Pecan Park proper and the Pecan Park Super Neighborhood are zoned to Houston ISD schools. Three different elementary schools serve sections of Pecan Park proper: Southmayd, Davila, and Crespo. In addition, Sanchez Elementary School serves parts of the Pecan Park Super Neighborhood. All residents of the Pecan Park Super Neighborhood are zoned to Deady Middle School and Milby High School.

Houston Community College's Eastside Campus is located on the edge of the neighborhood near the Gulf Freeway.

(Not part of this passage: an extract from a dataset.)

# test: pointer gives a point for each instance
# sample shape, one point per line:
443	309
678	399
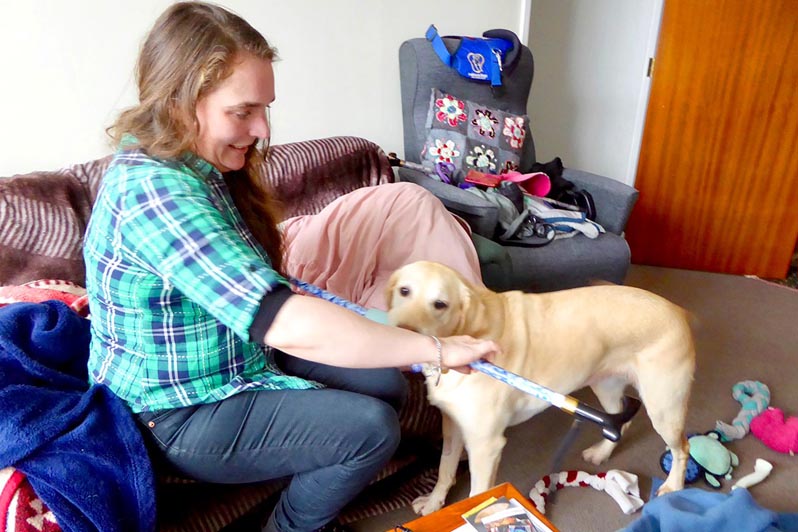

Lucile Yvonne Melcher Library of Houston Public Library, named after a woman who established a children's literature fund, is in the super neighborhood. Although the branch was closed for five years due to damage from Hurricane Harvey, as of August 2021, it is open to the public once again.

==Infrastructure==
The Harris Health System (formerly Harris County Hospital District) designated the Ripley Health Center for the ZIP code 77012, while Martin Luther King Health Center is designated for ZIP code 77087. In 2000 Ripley was replaced by the Gulfgate Health Center. The designated public hospital is Ben Taub General Hospital in the Texas Medical Center.

==Free Wireless==
In 2005 Pecan Park was the first area in the United States to provide a super wireless hotspot for free or at a low cost. The service currently offers internet access close to 20,000 residents. Rice University students collaborated with the non-profit organization Technology for All (TFA).

==Metro routes==
Getting to Pecan Park can be accessed on the METRO (Houston) system on Bus 76, which travels north to south on Evergreen Dr, and also on Bus 50, which travels also north to south on Broadway Blvd. Both routes have access to the Magnolia Transit Center on Harrisburg for additional transportation and also access to the METRORail Green Line when completed in late 2014.

==Parks and recreation==
Ingrando Park, named after Frank and Jennie Ingrando and originally named Southmayd Park, is in the Super Neighborhood and has about 16.2575 acre of area along Plum Creek. The city of Houston bought the property for $14,866 from a couple from Campbell, California, Malcolm and Nellie Sprague, on August 23, 1944. The city government gave it its current name as per a September 22, 1971 resolution, and the namesakes donated $100,000 for improvement of the park. Originally the park had 14.688 acre of space, but on September 18, 1996, the city government by ordinance acquired an additional 1.3915 acre for $96,129.25 after Houston City Council member Gracie Saenz began advocating for its expansion two years prior. The estate of Eunice H. Johnson and the Will Frank Johnson Trust funded the 1996 acquisition. The Texas Parks and Wildlife Department (TPWD) funded additional improvements with a matching grant.